I Love You, Tweet-Preprocessor
This is going to be a short article, but I really wanted to share a pretty neat library named tweet-preprocessor that I stumbled upon while reading some random stuff on Hacker News.
The cool bit
I have a confession to make: I have never been able to remember anything about regular expressions. To this day, I still struggle to implement even the most basic character filtering routine. I find myself having to go through the same traumatising process each and every time. I pass some arguments into re.compile()
, then try to pass re.findall()
through a lambda function to substract whatever it is that I’m trying to get rid of. And it sometimes work systematically fails.

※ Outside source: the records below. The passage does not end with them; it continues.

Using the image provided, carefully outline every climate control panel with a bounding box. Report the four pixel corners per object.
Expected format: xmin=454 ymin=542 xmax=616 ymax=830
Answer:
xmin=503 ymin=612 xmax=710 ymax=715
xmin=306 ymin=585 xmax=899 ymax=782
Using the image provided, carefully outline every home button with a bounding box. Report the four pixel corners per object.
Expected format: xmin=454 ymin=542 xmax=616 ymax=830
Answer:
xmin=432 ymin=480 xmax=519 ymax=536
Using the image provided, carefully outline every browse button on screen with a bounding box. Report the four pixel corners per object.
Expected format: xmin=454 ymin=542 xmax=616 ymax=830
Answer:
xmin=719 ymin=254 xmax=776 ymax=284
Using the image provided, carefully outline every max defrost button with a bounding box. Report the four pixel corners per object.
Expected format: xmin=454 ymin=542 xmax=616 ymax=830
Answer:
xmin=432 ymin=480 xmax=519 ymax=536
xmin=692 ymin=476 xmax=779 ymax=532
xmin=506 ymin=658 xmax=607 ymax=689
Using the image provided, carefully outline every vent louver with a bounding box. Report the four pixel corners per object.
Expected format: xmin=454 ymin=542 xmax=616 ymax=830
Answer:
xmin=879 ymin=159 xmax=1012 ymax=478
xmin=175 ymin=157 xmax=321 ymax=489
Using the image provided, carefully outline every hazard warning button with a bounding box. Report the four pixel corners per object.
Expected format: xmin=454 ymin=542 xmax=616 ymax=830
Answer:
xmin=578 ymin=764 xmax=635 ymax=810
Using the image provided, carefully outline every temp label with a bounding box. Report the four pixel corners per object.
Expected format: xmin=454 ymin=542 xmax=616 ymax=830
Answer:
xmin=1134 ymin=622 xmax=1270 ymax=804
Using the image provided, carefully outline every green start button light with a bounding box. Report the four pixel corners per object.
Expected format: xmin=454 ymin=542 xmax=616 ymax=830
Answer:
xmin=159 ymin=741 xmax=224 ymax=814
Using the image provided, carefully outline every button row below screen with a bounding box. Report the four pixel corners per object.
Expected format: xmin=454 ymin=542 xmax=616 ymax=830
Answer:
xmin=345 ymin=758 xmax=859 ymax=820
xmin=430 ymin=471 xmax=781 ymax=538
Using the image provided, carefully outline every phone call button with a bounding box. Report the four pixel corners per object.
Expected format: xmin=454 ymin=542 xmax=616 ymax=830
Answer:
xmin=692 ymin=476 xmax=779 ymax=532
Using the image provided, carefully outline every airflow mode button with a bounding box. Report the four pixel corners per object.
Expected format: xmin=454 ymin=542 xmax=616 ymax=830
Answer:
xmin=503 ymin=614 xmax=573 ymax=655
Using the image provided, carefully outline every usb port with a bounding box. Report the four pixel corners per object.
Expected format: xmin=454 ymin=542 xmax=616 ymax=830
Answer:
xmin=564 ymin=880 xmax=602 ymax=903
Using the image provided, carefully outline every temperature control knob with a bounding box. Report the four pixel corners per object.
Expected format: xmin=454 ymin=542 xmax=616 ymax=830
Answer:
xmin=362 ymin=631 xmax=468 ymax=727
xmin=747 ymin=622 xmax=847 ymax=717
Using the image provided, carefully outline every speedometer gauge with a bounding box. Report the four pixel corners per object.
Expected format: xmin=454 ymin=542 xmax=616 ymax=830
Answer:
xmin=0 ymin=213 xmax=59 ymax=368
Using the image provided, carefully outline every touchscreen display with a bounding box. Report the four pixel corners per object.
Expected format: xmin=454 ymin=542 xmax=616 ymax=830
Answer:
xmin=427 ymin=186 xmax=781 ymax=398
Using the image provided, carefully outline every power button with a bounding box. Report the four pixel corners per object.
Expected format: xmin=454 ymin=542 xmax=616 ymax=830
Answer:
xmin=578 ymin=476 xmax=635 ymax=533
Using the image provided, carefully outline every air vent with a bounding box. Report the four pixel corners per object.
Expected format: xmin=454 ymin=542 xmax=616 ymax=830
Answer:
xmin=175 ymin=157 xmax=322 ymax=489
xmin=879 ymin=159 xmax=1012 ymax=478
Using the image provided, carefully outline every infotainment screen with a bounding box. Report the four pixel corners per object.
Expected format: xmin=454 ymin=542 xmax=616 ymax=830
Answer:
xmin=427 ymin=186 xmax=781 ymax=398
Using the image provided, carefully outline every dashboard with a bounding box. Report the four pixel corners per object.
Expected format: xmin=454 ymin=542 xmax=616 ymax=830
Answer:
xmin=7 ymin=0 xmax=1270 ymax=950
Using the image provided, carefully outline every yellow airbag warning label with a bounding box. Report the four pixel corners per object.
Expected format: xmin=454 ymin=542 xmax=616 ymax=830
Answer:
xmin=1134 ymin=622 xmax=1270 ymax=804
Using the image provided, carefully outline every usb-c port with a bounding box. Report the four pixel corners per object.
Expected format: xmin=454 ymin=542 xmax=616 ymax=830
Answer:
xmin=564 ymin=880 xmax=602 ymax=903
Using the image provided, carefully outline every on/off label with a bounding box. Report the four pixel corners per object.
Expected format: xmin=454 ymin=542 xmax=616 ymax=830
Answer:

That usually takes me to StackOverflow or some similar website. I find some code snippet that seems to do the job, I paste it into my own code, run the script, but get an deprecation error, then get back to the StackOverflow post, and realise that it dates back to 2011.
But that was before. I have now discovered tweet-preprocessor and my existence feels complete.

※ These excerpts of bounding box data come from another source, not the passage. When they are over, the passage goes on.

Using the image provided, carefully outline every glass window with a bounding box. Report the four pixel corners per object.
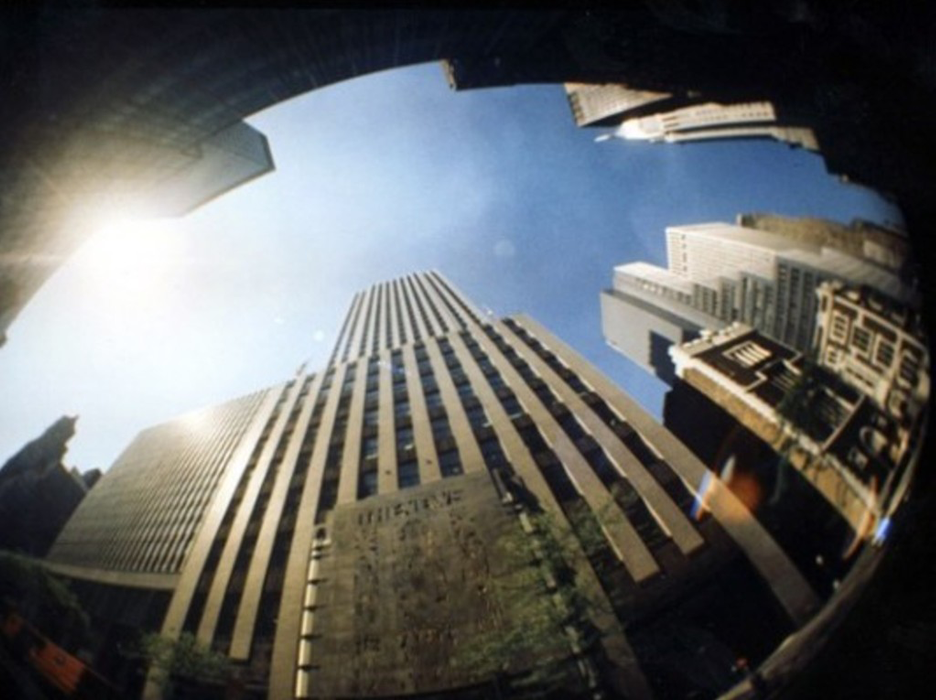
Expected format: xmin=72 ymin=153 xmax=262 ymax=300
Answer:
xmin=467 ymin=405 xmax=491 ymax=429
xmin=479 ymin=437 xmax=507 ymax=469
xmin=852 ymin=326 xmax=871 ymax=352
xmin=876 ymin=340 xmax=894 ymax=367
xmin=501 ymin=396 xmax=523 ymax=418
xmin=439 ymin=450 xmax=465 ymax=477
xmin=358 ymin=469 xmax=377 ymax=498
xmin=432 ymin=416 xmax=452 ymax=441
xmin=361 ymin=435 xmax=377 ymax=459
xmin=397 ymin=459 xmax=419 ymax=489
xmin=397 ymin=427 xmax=415 ymax=450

According to its PyPi repo, the library supports:
- Cleaning
- Tokenizing
- Parsing
- URLs
- Hashtags
- Mentions
- Reserved words (RT, FAV)
- Emojis
- Smileys
- JSON and .txt files
Some examples
If you are using Google Colab (and you should!), you can easily install Python any library by simply placing an exclamation mark just before your pip install
. You will of course have to reinstall the library each time you reboot your runtime.
pip install tweet-preprocessor
We can now import preprocessor
, pandas
, and create some random tweets.
import pandas as pd
import preprocessor as tp
tweets = {
"text": [
"#regularexpressions suck but #perl is awesome",
"Hey @elonmusk what's up?",
"This is awesome https://pypi.org/project/tweet-preprocessor/"
]
}
df = pd.DataFrame(tweets)
df
The first method we can use is .clean()
, which will automatically remove pretty much anything Twitter-specific:
df["cleaned"] = df["text"].apply(lambda x: tp.clean(x))
df
To be fair, even it only did that, tweet-preprocessor would already be worth installing. But guess what, it also supports the extraction of retweets, favorites, hashtags, and urls!

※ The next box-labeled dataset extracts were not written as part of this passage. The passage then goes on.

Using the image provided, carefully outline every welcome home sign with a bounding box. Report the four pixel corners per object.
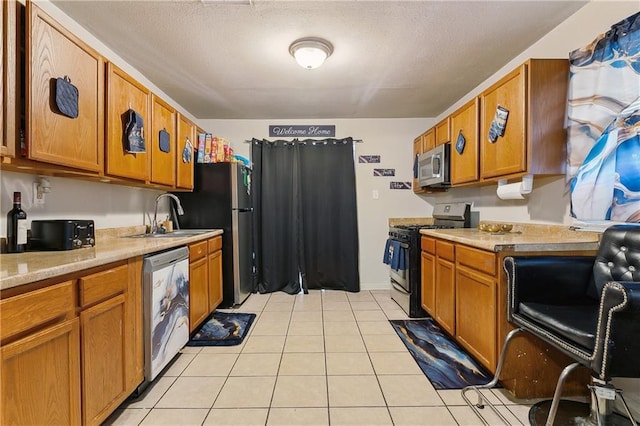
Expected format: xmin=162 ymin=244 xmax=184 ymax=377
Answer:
xmin=269 ymin=125 xmax=336 ymax=138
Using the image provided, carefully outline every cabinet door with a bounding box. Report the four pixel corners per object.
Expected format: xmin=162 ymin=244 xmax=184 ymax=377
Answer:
xmin=209 ymin=250 xmax=222 ymax=312
xmin=435 ymin=117 xmax=451 ymax=146
xmin=0 ymin=318 xmax=81 ymax=425
xmin=435 ymin=257 xmax=456 ymax=336
xmin=413 ymin=136 xmax=424 ymax=193
xmin=420 ymin=251 xmax=436 ymax=317
xmin=451 ymin=98 xmax=480 ymax=185
xmin=147 ymin=95 xmax=176 ymax=186
xmin=189 ymin=257 xmax=209 ymax=332
xmin=26 ymin=2 xmax=104 ymax=172
xmin=456 ymin=266 xmax=498 ymax=371
xmin=480 ymin=64 xmax=527 ymax=179
xmin=0 ymin=0 xmax=18 ymax=157
xmin=80 ymin=294 xmax=128 ymax=425
xmin=176 ymin=114 xmax=198 ymax=189
xmin=105 ymin=63 xmax=151 ymax=182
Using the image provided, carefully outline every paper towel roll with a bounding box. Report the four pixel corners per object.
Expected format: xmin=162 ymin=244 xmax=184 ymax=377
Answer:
xmin=496 ymin=182 xmax=524 ymax=200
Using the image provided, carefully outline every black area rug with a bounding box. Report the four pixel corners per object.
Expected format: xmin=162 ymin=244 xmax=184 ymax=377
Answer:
xmin=187 ymin=311 xmax=256 ymax=346
xmin=389 ymin=318 xmax=493 ymax=389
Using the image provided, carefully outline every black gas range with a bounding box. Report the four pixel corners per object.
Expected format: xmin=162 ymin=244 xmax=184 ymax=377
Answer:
xmin=385 ymin=203 xmax=476 ymax=318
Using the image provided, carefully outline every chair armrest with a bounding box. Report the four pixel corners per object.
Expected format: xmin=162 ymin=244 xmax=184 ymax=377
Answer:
xmin=504 ymin=256 xmax=596 ymax=308
xmin=591 ymin=281 xmax=640 ymax=380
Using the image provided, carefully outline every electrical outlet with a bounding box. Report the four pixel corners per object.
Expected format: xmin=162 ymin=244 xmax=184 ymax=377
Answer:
xmin=32 ymin=182 xmax=44 ymax=207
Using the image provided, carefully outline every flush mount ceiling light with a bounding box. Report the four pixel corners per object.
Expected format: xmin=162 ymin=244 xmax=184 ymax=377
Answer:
xmin=289 ymin=37 xmax=333 ymax=70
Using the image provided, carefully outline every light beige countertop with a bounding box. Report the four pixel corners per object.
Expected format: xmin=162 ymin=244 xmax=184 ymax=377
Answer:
xmin=420 ymin=224 xmax=601 ymax=252
xmin=389 ymin=217 xmax=434 ymax=226
xmin=0 ymin=227 xmax=222 ymax=290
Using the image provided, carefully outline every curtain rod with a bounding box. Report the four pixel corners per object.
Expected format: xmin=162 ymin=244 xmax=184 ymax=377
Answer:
xmin=244 ymin=138 xmax=364 ymax=143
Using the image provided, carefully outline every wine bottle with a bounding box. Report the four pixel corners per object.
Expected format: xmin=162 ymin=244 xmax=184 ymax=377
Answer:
xmin=7 ymin=192 xmax=27 ymax=253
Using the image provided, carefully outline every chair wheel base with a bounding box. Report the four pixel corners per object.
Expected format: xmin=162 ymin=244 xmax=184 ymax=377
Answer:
xmin=529 ymin=400 xmax=631 ymax=426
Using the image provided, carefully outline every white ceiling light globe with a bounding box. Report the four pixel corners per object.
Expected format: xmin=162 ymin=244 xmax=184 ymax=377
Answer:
xmin=289 ymin=37 xmax=333 ymax=69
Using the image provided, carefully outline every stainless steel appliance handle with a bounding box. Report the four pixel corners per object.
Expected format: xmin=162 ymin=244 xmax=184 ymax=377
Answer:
xmin=391 ymin=280 xmax=409 ymax=294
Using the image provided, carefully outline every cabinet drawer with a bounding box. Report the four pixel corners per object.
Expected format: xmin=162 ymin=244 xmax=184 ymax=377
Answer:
xmin=209 ymin=237 xmax=222 ymax=253
xmin=457 ymin=245 xmax=496 ymax=276
xmin=0 ymin=281 xmax=75 ymax=340
xmin=436 ymin=240 xmax=455 ymax=262
xmin=189 ymin=241 xmax=207 ymax=262
xmin=78 ymin=265 xmax=129 ymax=308
xmin=421 ymin=237 xmax=436 ymax=254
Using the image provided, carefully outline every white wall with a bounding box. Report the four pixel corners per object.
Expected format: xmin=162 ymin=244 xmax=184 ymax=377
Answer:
xmin=201 ymin=119 xmax=435 ymax=289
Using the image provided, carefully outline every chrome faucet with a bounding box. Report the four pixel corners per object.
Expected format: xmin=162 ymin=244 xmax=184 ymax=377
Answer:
xmin=151 ymin=192 xmax=184 ymax=234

df["url"] = df["text"].apply(lambda x: tp.parse(x).urls)
df
As can be seen in the screenshot above, .parse().urls
will return not only the urls that are present within a given string, but the position at which the url starts, and the position at which it ends.
Last but not least, it is also possible to choose what to remove by passing sone parameters through the .set_options()
method.
text = "@RT if you like that content, and use a #hashtag so that 99999999 people on https://twitter.com can find you!"
tp.set_options(tp.OPT.URL, tp.OPT.MENTION, tp.OPT.NUMBER)
tp.clean(text)
How awesome is that?